Go back to overview of openVPN in Luci, select the enabled flag and click start on your new entry if it isn’t already started. Wait a few seconds an it should say yes ([pid]) under started. You may need to stop the server_turris (disable this to stop it starting on startup). If your new VPN entry won’t start then you may have something wrong with the config or your credentials for the VPN server. You can check this on the system log menu option under the status menu, scroll to the bottom and hit ctrl+r to refresh, - maybe find ‘openvpn’ if it’s lost amongst other log items but your logs shouldn’t be that complex. If that’s too messy then ssh into the router and change directory to /etc/openvpn here type openvpn name_of_your_config_file.ovpn and watch the output. - Look for errors/warnings/clues in the readout and fix the issues.
When the VPN client is started then you’ll have a tunnel to the VPN server in the config. You now have to set up the relevant routing for your network - my example simply routes all outgoing requests from the lan through the VPN. We can do all of this in Luci (again it could be done in ssh terminal in relevant config files etc but we want to make use of the UI as much as possible).
Network > Interfaces set up a new interface we can call this VPN_CLIENT set the protocol to none (unmanaged in Luci) and then select custom interface and call it something like tun0 (short for tunnel 0). Submit. This creates the interface which we will direct the traffic.

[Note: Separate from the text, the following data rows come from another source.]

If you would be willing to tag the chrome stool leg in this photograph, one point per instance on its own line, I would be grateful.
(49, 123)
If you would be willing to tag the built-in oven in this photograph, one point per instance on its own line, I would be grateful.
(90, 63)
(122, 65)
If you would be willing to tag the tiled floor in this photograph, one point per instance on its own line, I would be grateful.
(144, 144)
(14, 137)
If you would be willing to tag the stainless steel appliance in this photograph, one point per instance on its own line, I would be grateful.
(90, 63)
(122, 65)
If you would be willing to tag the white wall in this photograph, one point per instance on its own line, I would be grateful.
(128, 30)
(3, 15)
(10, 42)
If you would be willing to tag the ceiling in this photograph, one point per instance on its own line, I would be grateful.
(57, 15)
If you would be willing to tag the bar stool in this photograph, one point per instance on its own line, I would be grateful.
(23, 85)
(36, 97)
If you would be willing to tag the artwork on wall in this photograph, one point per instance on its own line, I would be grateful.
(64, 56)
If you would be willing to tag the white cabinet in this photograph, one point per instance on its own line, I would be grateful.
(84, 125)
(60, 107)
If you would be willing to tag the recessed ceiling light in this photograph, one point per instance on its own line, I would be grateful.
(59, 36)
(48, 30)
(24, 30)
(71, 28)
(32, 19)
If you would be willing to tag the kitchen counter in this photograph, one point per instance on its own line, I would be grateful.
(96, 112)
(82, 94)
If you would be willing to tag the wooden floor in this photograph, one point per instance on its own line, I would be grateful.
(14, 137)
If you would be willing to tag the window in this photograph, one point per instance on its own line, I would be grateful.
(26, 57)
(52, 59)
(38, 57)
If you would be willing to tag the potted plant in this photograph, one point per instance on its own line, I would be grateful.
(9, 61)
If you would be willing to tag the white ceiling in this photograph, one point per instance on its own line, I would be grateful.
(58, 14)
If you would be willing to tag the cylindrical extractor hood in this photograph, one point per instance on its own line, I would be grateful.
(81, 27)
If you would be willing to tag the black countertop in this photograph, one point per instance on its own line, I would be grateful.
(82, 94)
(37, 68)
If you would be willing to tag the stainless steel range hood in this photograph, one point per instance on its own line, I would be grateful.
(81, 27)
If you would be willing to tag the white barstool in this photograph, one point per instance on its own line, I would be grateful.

Network > Firewall add a new Zone with name vpnclient, input reject, ouput accept, forward reject. Enable masquerading and MSS Clamping and select VPN_CLIENT as the covered networks (as an aside: this will make use of the routers DNS settings, I have these currently set to Cloud Flare 1.1.1.1 and 1.0.0.1 ). Click save.
Under the same settings page under zones edit the lan, scroll down to the Inter-Zone Forwarding section and select vpnclient under Allow forard to destination zones and make sure this is the only option set in this list. now click save and apply.
At this point you have either lost your internet connection from your lan (your router may still be connected) or you have successfully set up the VPN. Use this tool to check your browser details and your IP - the important part is ISP - it shouldn’t be your ISP. If you don’t have connection or you still have your ISP listed then check over the set up, check the logs, try again.
You might want to back up your router at this stage with Schnapps.